第8章
话音落地,堂屋里一片死寂,空气里更添了沉闷的气氛。
邓木站在贾母身边,清晰地听到了老人家沉重的呼吸声,看到了她努力压抑怒气,胸膛起起伏伏的。
可她什么也不敢劝,因为她就是罪魁祸首。
贾母唇瓣翕动,把罗汉床上的炕桌一拍:“珍珠,去把琏儿叫来!”
邓木忙扶助贾母替她揉顺气,提醒道:“老太太,您不是把珍珠给了琏二爷,她这会子不在这里。

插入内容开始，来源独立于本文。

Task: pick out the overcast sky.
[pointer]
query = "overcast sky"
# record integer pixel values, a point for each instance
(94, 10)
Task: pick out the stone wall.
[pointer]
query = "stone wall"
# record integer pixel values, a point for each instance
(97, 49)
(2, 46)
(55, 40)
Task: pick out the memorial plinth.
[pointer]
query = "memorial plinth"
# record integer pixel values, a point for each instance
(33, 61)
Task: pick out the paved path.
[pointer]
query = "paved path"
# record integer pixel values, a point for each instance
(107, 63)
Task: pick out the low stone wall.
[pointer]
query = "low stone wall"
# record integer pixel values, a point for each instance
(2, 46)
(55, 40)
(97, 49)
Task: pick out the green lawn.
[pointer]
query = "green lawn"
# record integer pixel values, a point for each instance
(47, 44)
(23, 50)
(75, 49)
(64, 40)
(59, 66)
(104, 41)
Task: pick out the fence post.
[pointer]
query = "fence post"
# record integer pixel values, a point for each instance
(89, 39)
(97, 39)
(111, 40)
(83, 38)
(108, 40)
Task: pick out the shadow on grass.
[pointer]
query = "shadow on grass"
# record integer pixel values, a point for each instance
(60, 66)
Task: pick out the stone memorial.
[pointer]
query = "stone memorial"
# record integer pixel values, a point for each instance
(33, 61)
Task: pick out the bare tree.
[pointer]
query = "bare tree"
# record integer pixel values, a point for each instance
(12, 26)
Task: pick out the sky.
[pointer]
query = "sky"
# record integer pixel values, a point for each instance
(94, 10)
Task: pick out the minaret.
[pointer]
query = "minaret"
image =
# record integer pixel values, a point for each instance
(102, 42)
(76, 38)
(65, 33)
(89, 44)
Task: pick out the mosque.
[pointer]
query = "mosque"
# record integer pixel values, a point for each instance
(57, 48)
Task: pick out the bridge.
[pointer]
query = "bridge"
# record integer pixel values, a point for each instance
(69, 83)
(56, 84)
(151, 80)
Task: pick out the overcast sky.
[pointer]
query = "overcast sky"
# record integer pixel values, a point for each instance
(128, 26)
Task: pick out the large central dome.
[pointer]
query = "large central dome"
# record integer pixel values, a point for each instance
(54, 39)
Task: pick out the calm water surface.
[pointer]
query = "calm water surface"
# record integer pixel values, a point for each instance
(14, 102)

”
贾母摇了摇头,冷着脸道:“我何曾把她给出去,我只是叫她多留心照顾宝玉,她小小年纪怎么听岔了音。”
王倚月不好管隔房侄儿的事,借口替老太太叫琏儿、珍珠来,正好逃遁出去。
而王倚云一个堂伯母却留了下来,痛心疾首地说:“大老爷就他这么一个儿子,迎春那丫头又不能承望。万一绝了后,他一辈子的心血指望岂不全完了!”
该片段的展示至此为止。